Blondyn milczał przez chwilę, ponieważ kilkoro uczniów zebrało się w grupkach, plotkując. Nikt nie mógł wiedzieć, co planował, ponieważ było to zakazane.
- Jesteś dobry z eliksirów, prawda? Pomożesz mi zrobić eliksir wielosokowy. Zamienię się w Scotta, który o wszystkim wie i wypytam Stilesa.
Derek spojrzał na niego jak na idiotę.
- A, jesteś kretynem. B, nie mamy wszystkich składników. C, nie mamy instrukcji. D, i tak nic Stiles ci nie powie. I E, jesteś kretynem - powiedział i wywrócił oczami. Jackson westchnął cicho, a na jego twarzy pojawił się grymas niezadowolenia.
- Ale, Derek, musisz mi pomóc. Nie rozumiesz, że go kocham i nie chcę go stracić? - zapytał, zatrzymując się.

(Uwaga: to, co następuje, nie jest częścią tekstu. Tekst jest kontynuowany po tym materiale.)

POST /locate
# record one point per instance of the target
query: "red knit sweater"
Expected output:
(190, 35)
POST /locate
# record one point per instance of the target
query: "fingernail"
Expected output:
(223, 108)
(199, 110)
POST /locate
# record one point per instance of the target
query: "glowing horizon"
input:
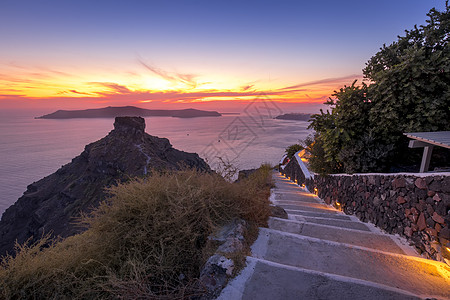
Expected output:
(211, 55)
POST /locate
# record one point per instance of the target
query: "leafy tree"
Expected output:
(409, 92)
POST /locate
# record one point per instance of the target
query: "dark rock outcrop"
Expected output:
(53, 203)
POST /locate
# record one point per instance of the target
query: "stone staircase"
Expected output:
(321, 253)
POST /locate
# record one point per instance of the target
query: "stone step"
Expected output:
(338, 234)
(328, 214)
(295, 198)
(419, 276)
(350, 224)
(265, 280)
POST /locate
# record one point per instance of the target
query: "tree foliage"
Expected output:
(409, 91)
(292, 149)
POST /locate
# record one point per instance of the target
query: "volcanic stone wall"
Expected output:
(412, 206)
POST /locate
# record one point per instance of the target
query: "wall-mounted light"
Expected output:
(446, 254)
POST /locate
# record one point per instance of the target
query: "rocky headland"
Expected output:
(111, 112)
(52, 204)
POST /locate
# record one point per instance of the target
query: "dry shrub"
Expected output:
(145, 242)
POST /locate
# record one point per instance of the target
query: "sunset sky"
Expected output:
(204, 54)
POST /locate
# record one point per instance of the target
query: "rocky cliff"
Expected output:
(53, 203)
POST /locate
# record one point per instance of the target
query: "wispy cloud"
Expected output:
(187, 79)
(334, 80)
(114, 87)
(247, 87)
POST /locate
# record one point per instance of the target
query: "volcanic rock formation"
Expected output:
(54, 202)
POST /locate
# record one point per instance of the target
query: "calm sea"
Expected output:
(31, 149)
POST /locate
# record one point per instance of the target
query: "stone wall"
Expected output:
(410, 205)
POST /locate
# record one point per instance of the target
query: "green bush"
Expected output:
(146, 241)
(408, 92)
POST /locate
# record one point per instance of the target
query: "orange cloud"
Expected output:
(39, 86)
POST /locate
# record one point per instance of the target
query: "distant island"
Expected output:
(294, 116)
(121, 111)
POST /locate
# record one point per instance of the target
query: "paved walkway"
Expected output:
(321, 253)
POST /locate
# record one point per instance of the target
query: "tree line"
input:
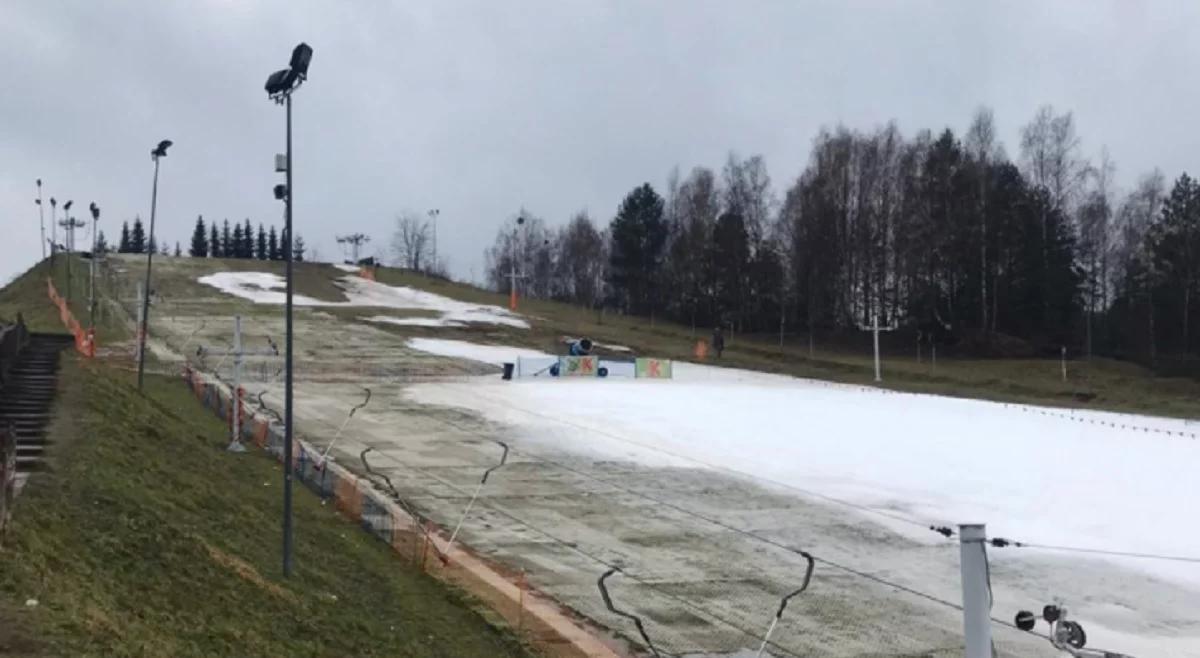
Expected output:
(939, 234)
(209, 241)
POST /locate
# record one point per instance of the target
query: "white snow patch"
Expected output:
(268, 288)
(495, 354)
(259, 287)
(414, 321)
(1035, 478)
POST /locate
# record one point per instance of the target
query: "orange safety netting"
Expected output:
(85, 340)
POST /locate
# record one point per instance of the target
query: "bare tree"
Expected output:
(411, 241)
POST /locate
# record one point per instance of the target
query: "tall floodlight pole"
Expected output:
(41, 215)
(91, 287)
(54, 215)
(280, 87)
(157, 154)
(433, 215)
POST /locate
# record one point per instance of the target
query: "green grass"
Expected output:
(147, 538)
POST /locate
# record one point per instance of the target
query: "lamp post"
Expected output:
(54, 208)
(91, 287)
(65, 222)
(159, 153)
(41, 215)
(280, 87)
(433, 215)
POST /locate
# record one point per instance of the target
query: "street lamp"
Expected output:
(280, 87)
(91, 291)
(159, 153)
(41, 215)
(54, 208)
(433, 215)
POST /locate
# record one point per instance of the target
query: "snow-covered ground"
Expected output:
(1033, 478)
(268, 288)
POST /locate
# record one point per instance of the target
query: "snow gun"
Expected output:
(581, 347)
(1065, 635)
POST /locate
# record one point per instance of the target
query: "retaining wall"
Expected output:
(533, 615)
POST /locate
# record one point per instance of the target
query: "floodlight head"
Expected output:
(161, 149)
(277, 82)
(300, 58)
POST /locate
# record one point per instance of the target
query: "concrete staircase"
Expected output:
(27, 398)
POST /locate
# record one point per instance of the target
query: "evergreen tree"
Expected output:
(227, 244)
(138, 238)
(239, 246)
(247, 240)
(261, 244)
(199, 240)
(214, 241)
(124, 245)
(639, 234)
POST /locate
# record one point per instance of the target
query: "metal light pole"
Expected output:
(41, 215)
(280, 87)
(91, 287)
(54, 208)
(159, 153)
(433, 215)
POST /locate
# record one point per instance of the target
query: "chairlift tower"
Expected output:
(352, 244)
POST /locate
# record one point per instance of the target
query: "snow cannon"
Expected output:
(581, 347)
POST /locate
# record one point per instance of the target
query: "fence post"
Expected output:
(976, 590)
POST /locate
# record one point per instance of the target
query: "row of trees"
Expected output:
(241, 241)
(935, 232)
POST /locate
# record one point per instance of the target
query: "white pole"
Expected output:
(141, 344)
(875, 325)
(976, 590)
(235, 400)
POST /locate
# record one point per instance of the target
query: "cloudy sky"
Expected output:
(479, 108)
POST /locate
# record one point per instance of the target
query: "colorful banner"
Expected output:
(85, 340)
(577, 366)
(654, 369)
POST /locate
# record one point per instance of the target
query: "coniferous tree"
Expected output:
(214, 241)
(123, 246)
(199, 247)
(261, 244)
(639, 234)
(239, 245)
(138, 238)
(227, 243)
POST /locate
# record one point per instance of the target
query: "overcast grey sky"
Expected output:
(479, 108)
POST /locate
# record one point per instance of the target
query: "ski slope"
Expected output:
(931, 460)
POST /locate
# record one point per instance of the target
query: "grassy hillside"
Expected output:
(147, 538)
(1099, 384)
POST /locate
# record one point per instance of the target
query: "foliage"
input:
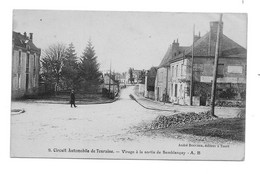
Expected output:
(142, 77)
(89, 73)
(131, 77)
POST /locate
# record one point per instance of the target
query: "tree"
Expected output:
(89, 69)
(142, 77)
(52, 62)
(70, 75)
(131, 77)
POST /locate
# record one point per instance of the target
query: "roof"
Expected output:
(22, 41)
(169, 55)
(229, 49)
(151, 75)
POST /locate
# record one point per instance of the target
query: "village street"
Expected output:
(46, 127)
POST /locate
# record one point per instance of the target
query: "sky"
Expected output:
(126, 39)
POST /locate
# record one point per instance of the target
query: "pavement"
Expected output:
(44, 127)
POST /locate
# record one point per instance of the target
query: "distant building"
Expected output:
(150, 77)
(174, 74)
(25, 65)
(110, 83)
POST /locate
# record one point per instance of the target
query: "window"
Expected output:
(172, 71)
(27, 62)
(176, 70)
(175, 90)
(34, 80)
(235, 69)
(34, 64)
(181, 69)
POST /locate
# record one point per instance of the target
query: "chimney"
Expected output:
(196, 37)
(31, 36)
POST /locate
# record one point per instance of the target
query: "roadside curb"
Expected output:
(151, 108)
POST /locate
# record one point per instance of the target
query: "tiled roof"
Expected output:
(21, 41)
(151, 76)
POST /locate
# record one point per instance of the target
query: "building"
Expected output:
(111, 84)
(174, 75)
(25, 65)
(162, 80)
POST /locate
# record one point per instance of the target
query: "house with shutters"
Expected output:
(25, 65)
(174, 76)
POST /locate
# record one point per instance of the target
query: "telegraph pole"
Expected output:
(109, 78)
(214, 82)
(192, 62)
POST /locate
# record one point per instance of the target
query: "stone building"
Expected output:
(25, 65)
(176, 68)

Hale dalej nie był przekonany. Zdawał sobie sprawę, że to było zakazane i będą musieli złamać kilka punktów regulaminu, okraść Snape'a i oszukać Stilesa, ale trochę go rozumiał. Sam miał dziewczynę i nie wyobrażał sobie życia bez niej.
- Dobrze, pomogę ci - odparł, wzdychając cicho. Jackson rzucił mu się na szyję. - Ale ty będziesz kłamał i okradał Snape'a.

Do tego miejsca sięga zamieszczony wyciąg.